Il y a d'autres pays, on a 10%.

6:48
François Asselineau

Oui, mais c'est pas beaucoup par rapport proportionnellement à la population, à Malte, par exemple, ou Luxembourg. La deuxième raison, c'est que le Parlement européen n'a pas le pouvoir de changer les traités. Donc, pour mettre en œuvre un changement d'Europe comme le proposent les autres, il faudrait tout simplement modifier les traités. Or, ça, ça n'est pas possible. Le Parlement n'en a pas le pouvoir. Et la troisième raison pour laquelle ces programmes sont mensongers, c'est parce que pour modifier les traités, il faut l'unanimité des États membres. Et ça, je peux vous dire qu'on ne l'aura pas.

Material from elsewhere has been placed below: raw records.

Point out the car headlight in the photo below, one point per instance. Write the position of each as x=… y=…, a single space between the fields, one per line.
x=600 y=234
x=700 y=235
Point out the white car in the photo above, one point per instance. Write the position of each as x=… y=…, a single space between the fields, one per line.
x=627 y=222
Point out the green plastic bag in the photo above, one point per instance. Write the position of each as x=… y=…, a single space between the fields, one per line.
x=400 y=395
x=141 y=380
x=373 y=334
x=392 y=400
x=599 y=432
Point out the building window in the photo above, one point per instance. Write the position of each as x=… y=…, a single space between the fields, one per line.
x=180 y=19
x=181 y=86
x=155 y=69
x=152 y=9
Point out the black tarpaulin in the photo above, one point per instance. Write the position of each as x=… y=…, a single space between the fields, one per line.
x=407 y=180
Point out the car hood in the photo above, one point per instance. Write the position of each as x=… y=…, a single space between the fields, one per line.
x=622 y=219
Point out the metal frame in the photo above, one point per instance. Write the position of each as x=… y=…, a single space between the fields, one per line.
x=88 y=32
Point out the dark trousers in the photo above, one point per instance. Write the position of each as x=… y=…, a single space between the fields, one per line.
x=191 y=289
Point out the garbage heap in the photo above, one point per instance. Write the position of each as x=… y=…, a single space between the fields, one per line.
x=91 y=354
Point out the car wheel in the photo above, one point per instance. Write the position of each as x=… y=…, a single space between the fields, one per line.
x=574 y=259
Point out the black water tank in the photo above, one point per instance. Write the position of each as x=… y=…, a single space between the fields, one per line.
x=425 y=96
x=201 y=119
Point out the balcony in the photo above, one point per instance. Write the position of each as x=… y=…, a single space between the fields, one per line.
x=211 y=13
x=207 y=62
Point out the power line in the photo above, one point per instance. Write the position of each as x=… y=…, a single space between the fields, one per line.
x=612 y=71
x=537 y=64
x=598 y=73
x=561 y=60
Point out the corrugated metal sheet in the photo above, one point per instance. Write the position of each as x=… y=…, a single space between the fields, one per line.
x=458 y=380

C'est la raison pour laquelle je présente dans mes réunions publiques, et ça fait rire d'ailleurs les assemblées, c'est que depuis 40 ans qu'il y a l'élection suffrage universel au Parlement européen, eh bien, depuis 40 ans, tous les partis politiques proposent de changer d'Europe à chaque fois. C'était d'ailleurs le slogan du Parti socialiste en 1979, changer l'Europe, et maintenant c'est toujours changer l'Europe.

7:37
Présentateur

Parmi les candidats, vous n'êtes pas le seul à réclamer la sortie de l'Union européenne. Florian Philippot la réclame aussi.

7:42
François Asselineau

Oui, mais écoutez, je sais bien que nous avons une chaîne stéréo qui s'est installée, mais moi, ça fait 12 ans que nous avons créé l'UPR, qui est un parti qui a plus de 36 000 adhérents, et qui a les moyens financiers d'ailleurs de sa campagne. J'observe d'ailleurs qu'un certain nombre de candidats proclamés, finalement, je pense par exemple à Jean Lassalle, finalement ne seront pas candidats, parce que vous savez, il faut avoir les reins solides financièrement pour se présenter.

8:06
Présentateur

On n'est remboursé qu'à 3%, si on atteint 3%.

8:08
François Asselineau

Voilà, et je vais vous raconter une petite anecdote, peut-être que les Français ne le savent pas, c'est qu'il y a eu un arrêté ministériel de M. Castaner qui a fait passer de 60 à 70 grammes par mètre carré le poids des bulletins de vote, enfin le papier utilisé pour les bulletins de vote. Le surcoût, c'est des dizaines de milliers d'euros supplémentaires. Alors évidemment, les petits partis politiques qui n'ont pas beaucoup de moyens, ou même des grands qui n'ont pas accès au financement par les banques, eh bien, ont du mal. Nous, nous sommes un grand parti...

8:33
Présentateur

Vous l'avez budgété pour vous, ça coûte combien ?

8:34
François Asselineau

Oui, on a budgété 1,2 million, ça va être un peu juste. D'ailleurs, on va sans doute demander une rallonge à nos adhérents et sympathisants, mais actuellement, on a reculté déjà plus de 1,1 million d'euros, donc c'est bon pour nous.

8:44
Présentateur

Merci beaucoup, François Asselineau, d'être venu ce matin sur France Inter dans le 5-7. Je rappelle que vous êtes président de l'Union Populaire Républicaine et donc tête de liste de l'UPR pour les Européennes du 26 mai prochain. Absolument. Bonne journée. Merci.